Hinter dem Verkaufstresen stand ein Verkäufer in der Tracht eines chinesischen Mandarins aus der Ming-Dynastie, der ihm den Rücken zugewandt hatte.
„Guten Abend“, sagte Bonetti.
Der Verkäufer drehte sich langsam um und grinste höhnisch. „Guten Abend, Bonetti. Ich habe Sie erwartet.“
„Lefuet? Sind Sie es wirklich? Ich dachte, Sie wären in den Höhlen unter dem Vatikan ums Leben gekommen.“
Lefuet lachte diabolisch.
Bonetti dachte wieder an seinen alten Meister. „Schwer zu sehen, in ständiger Bewegung die Zukunft ist“, hatte er ihm eingeschärft. Und: „Vergessen du musst was früher du gelernt.“
Lefuet zog eine doppelläufige Jagdflinte aus den Tiefen seines schwarzen Umhangs. „Sie geben mir jetzt sofort die geheime Formel!“
Bonetti sah ihm fest in die Augen und schüttelte entschlossen den Kopf.
Mit einem maliziösen Lächeln entsicherte Lefuet die Waffe und richtete ihren Lauf auf Bonettis breite Heldenbrust.
„Wenn Sie mich töten, werden Sie die Formel nie bekommen. Ich bin der einzige, der sie kennt. Sie ist nirgendwo aufgeschrieben.“
Lefuets Gesicht verzog sich zu einer Maske des Hasses. „Wenn du dich nicht bekehren lässt, werde ich dich vernichten.“
„Eure Überheblichkeit ist Eure Schwäche.“
„Andy, ich bin dein Vater.“
„Machen Sie sich nicht lächerlich, Sie widerwärtiger Wookietreiber.“
Da schoss explosionsartig ein 1968er Pontiac Firebird durch die berstende Frontscheibe des Chinaladens. Lefuet war für einen Moment verwirrt, ließ die Flinte fallen und wich ein paar Schritte zurück.
Am Steuer des Wagens saß Heinz Pralinski, der Bonetti seine berühmte „Firesnake“ zuwarf.
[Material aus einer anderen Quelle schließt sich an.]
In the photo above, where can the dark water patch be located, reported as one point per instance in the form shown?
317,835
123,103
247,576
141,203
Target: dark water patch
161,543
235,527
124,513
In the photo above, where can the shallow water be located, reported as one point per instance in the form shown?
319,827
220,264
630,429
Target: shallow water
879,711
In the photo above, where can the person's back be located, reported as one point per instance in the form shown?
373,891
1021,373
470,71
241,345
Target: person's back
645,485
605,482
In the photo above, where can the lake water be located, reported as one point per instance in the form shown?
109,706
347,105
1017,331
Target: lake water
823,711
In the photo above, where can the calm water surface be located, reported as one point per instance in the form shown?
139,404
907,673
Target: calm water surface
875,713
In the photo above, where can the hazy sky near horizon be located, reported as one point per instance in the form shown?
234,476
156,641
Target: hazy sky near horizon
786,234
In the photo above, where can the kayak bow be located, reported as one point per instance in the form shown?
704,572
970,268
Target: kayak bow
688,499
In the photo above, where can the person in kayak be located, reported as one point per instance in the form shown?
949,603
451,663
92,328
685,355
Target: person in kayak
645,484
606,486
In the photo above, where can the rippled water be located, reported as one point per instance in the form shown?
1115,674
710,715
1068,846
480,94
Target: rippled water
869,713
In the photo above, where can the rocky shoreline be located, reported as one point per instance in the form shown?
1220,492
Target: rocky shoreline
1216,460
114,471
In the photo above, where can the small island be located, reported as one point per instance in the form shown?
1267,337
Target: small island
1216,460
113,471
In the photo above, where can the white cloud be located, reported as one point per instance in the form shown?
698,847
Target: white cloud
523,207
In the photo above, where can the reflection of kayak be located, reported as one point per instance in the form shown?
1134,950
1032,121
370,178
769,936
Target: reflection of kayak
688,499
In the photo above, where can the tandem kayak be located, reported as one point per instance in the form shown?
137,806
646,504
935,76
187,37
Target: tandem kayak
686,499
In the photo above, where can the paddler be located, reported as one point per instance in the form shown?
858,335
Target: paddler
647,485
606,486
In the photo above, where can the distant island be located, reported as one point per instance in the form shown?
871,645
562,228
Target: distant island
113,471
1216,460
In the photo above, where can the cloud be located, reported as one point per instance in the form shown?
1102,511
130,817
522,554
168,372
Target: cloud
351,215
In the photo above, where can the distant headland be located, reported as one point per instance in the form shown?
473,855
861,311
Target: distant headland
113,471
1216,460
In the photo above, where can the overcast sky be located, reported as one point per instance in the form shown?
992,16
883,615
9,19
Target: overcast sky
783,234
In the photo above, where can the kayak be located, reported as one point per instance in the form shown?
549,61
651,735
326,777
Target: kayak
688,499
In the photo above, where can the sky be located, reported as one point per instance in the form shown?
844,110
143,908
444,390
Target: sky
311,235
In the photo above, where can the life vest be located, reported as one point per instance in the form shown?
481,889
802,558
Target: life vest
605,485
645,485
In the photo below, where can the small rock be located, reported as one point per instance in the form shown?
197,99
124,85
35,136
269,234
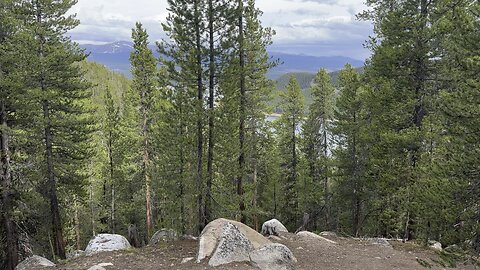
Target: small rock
189,237
233,246
453,249
379,241
328,234
97,267
435,245
310,235
163,235
273,227
34,261
185,260
274,237
75,254
273,257
106,242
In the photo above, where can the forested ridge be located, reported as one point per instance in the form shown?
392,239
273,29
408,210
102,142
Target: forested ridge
393,151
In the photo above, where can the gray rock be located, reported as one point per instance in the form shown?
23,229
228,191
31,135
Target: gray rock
379,241
106,242
273,257
233,246
312,236
189,237
273,227
75,254
185,260
453,249
34,261
211,234
435,245
328,234
162,236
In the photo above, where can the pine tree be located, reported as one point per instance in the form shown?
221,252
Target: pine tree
62,125
144,71
316,140
10,87
347,130
289,124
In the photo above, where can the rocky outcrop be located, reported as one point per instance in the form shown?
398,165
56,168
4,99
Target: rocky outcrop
233,246
106,242
163,235
211,235
304,235
34,261
75,254
273,227
380,241
328,234
435,245
273,257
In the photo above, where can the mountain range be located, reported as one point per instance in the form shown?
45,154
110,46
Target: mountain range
116,55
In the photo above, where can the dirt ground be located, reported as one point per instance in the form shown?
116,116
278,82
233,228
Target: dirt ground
311,254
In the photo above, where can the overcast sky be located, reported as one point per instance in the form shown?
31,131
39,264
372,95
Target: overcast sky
313,27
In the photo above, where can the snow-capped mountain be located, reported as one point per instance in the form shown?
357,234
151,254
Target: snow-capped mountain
116,57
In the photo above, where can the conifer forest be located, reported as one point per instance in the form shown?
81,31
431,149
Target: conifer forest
389,150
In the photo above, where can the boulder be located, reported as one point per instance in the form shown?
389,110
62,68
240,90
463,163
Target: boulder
233,246
328,234
379,241
163,235
106,242
273,257
435,245
100,266
273,227
34,261
75,254
211,234
309,235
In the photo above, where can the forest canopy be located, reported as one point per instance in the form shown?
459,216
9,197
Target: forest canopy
392,151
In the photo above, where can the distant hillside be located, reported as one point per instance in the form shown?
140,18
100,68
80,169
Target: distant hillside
116,57
305,79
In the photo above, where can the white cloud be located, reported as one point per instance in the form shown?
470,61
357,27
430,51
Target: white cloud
325,22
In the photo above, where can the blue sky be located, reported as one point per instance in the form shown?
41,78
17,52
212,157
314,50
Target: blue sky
312,27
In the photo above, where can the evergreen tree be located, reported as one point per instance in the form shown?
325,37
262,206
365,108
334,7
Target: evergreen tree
289,125
349,154
10,87
317,144
144,71
62,124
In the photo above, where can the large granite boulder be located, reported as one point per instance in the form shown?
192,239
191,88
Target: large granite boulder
163,235
233,246
75,254
212,234
273,227
106,242
34,261
273,257
305,235
435,245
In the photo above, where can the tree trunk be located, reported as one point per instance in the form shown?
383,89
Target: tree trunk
11,241
243,102
211,116
326,192
146,167
112,183
199,71
77,223
52,186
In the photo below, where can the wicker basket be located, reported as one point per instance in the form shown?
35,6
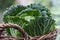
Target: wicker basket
50,36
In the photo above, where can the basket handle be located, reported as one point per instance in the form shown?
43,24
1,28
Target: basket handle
4,26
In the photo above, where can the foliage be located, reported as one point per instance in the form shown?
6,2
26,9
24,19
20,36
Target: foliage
5,3
32,18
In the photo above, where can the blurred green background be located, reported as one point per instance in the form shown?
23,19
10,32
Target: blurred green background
52,5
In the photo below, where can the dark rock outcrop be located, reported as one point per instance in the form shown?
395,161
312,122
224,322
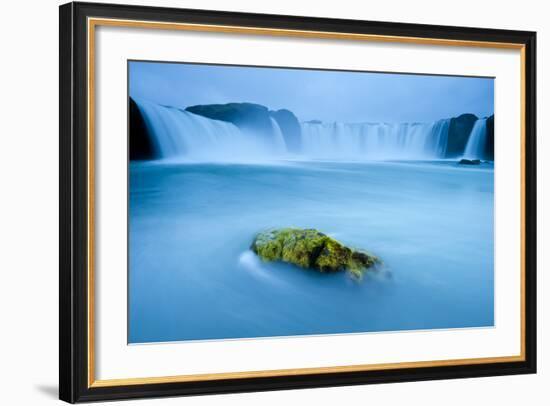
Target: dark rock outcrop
309,248
255,118
246,116
290,127
141,143
459,132
464,161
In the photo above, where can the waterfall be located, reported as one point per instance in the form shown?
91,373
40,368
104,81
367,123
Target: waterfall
279,139
475,148
180,134
375,140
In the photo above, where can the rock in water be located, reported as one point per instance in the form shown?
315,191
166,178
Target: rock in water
309,248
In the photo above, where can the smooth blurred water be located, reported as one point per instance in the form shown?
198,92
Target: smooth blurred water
192,277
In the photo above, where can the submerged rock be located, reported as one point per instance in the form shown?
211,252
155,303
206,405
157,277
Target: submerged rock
469,162
309,248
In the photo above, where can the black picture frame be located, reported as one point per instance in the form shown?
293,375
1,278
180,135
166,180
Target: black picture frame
74,200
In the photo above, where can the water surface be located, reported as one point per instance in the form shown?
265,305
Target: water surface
192,276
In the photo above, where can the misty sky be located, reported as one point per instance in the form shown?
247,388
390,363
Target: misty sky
314,94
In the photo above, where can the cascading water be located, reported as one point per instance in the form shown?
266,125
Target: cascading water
179,134
475,148
375,140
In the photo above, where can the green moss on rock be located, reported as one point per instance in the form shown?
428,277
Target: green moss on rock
309,248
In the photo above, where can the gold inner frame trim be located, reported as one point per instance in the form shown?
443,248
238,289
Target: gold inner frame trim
94,22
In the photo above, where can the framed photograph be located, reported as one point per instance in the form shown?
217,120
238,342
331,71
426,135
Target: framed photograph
255,202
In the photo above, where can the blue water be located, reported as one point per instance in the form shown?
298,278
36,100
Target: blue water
192,277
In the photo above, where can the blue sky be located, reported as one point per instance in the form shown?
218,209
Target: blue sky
314,94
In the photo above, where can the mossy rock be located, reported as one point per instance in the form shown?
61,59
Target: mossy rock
309,248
In einer einzigen flüssigen Bewegung, deren einzelne Elemente erst in der Zeitlupe erkennbar sind, fing Bonetti die Waffe, lud sie mit zwei Silberkugeln aus dem geheimnisvollen Päckchen und ballerte Lefuet das Hirn in Stücke.
Lefuet, der in Wirklichkeit der Teufel war, was dem aufmerksamen Leser vermutlich nicht entgangen ist, verschwand in einer Wolke aus Blitzen und Rauch, während Bonetti seinem Helfer lässig zunickte. Er hatte getan, was zu tun war.